This is a transcript of the discussion after the call. Feel free to continue the discussion in this topic.
- UX within Status
Q: What does the process look like for verifying and implementing this within Status so that the user experience within Status is reliable?
A: Firstly, we want to work on the aspect of the message status. Specifically for Status, we will try to retrieve messages in a cheaper way (similar to what we used in Waku store) and we can determine whether messages are missing. However, now we have this idea of distributed log, each participant should have the information on missing messages (both receiving and publishing). We will tweak various remedial actions to improve on that which, in our opinion, will have that information available in a more certain way. A user will be able to see in the chat log if they are waiting on messages that precede the one received already as well as see if their messages are yet to be delivered. In conclusion the information is available in each client.
- Admin communication - de-MLS
Q: We want to use the local messaging for the between-admin communication in decentralized MLS - are there numbers of nodes or epochs or time in a simulation of a sorts (or something else) to measure the success of receiving messages? A definitive number or during a certain time epoch, for example.
A: Right now we are at a very early stage, there are some educated guesses based on various probabilistic models. This is a complex interaction of how well the principles work, how the parameters are tuned and we’re just not there yet. What we do have is a very simple implementation for a chat application but we haven’t attempted scaling.
This will be put into the DST roadmap which means when this matures enough, we will put it into focus and have it tested at scale. From a mathematical model perspective, that is definitely possible, but takes significantly more effort than simply measuring.
- Guaranteed reliability possibilities
Q: You mentioned the ability to tune the reliability property - what would happen if we dropped the bloom filter completely for some groups and just add more information to the DAG, would that be a way to get full reliability? Could we have just one pub-sub topic with guaranteed reliability and use that one for establishing de-MLS keys?
A: This is something we considered but definitely not easy to be done. In essence you would have to always recompute your entire causal DAG and maybe modify the past messages in a way to be able to traverse all the way back to history. What is happening here is that these DAGs are just from each of the individual node’s perspectives and we don’t cover full history. So what could happen is that there are messages that branch off your DAG in a certain directions but never appear in the causal history of other messages because these are independently maintained logs and you’re just merging them. In conclusion it might be possible but quite difficult to do.
Even if it’s too much work for most use cases, but let’s say for very specific pub-sub topics, i.e. de-MLS key establishment (since if it could be pulled off, we could get rid of on-chain component) it might be worth it. We could also potentially have a set of more stable nodes that can help with the ordering and it would not become a federated system but more like a super-peer system. The whole point of it is eliminating the on-chain component and still have a subgroup of users being admins. One admin can be pulled off, but a subgroup requires total ordering. This will also be in ACZ roadmap.
This is something that is, in my opinion probably not the best choice of design - having both the causal history and the bloom filter, but it was difficult to get past that.
For chat applications it is nice-to-have both especially with Waku’s tunable/configurable protocols along various dimensions and for some specific pub-sub topics where you want to have guaranteed delivery that can become similar to a TLS level guarantee of getting a message delivered. In normal context having bloom filters might be quite nice, since if information is seen in the bloom filter there is a high probability of a message being delivered/received - especially for certain important messages, so that you can find them in the DAG and you continue eagerly pushing them.
That is the main idea, if you want a high level of probability to publish a message, you should continue publishing it until it becomes a part of someone else’s DAG. That is the way of getting that certainty. The bloom filters are also a great way for certain knacks such as negative acknowledgement - that addresses the main problem of publishers failing to publish the message. In most cases, when message receives the market network, it actually reaches the destination intended, but as we see from status perspective, when a message is missing it’s usually due to a message not being published (and there is no way to know it was never published).
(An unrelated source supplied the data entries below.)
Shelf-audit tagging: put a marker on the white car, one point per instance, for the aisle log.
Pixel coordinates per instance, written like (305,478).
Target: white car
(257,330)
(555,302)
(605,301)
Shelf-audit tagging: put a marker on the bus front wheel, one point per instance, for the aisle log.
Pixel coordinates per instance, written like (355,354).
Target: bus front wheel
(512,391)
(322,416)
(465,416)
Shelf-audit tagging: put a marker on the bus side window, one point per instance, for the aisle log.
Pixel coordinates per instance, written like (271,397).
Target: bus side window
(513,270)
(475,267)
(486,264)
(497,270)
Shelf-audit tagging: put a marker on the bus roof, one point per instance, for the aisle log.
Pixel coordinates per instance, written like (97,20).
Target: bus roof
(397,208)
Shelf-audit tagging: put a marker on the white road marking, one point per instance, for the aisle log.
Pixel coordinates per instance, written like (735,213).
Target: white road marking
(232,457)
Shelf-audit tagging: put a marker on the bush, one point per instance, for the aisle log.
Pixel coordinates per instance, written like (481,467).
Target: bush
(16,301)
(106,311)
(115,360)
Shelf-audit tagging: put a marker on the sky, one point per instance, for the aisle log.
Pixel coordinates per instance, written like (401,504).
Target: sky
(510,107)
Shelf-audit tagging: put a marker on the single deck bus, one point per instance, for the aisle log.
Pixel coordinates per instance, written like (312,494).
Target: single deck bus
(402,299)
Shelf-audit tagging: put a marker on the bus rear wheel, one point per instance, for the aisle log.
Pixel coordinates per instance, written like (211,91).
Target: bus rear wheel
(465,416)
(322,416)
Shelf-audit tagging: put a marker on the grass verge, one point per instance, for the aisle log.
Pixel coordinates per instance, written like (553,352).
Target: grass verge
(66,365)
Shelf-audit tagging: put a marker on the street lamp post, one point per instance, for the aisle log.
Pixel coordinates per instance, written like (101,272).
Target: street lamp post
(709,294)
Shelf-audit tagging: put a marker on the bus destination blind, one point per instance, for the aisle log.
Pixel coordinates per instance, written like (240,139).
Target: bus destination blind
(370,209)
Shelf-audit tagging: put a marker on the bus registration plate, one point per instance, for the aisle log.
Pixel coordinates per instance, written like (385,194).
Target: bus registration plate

- Detection of disconnection
How can this happen?
There is usually a short undetected disconnection period. That is the case we see most often: the application believes it communicated with Waku, Waku believes the information was published, but actually it was disconnected, but not for long enough to be detected.
Shouldn’t your local node detect this?
Yes, but in TCP there is a time period where you can’t detect it, there is a timeout. We saw this a lot. We could address it, but it wouldn’t solve the cause of the problem, but we have seen that the sending of the message is the point of failure.
It would be interesting to see if this can be observed on the client side - just for this specific case, to have faster feedback.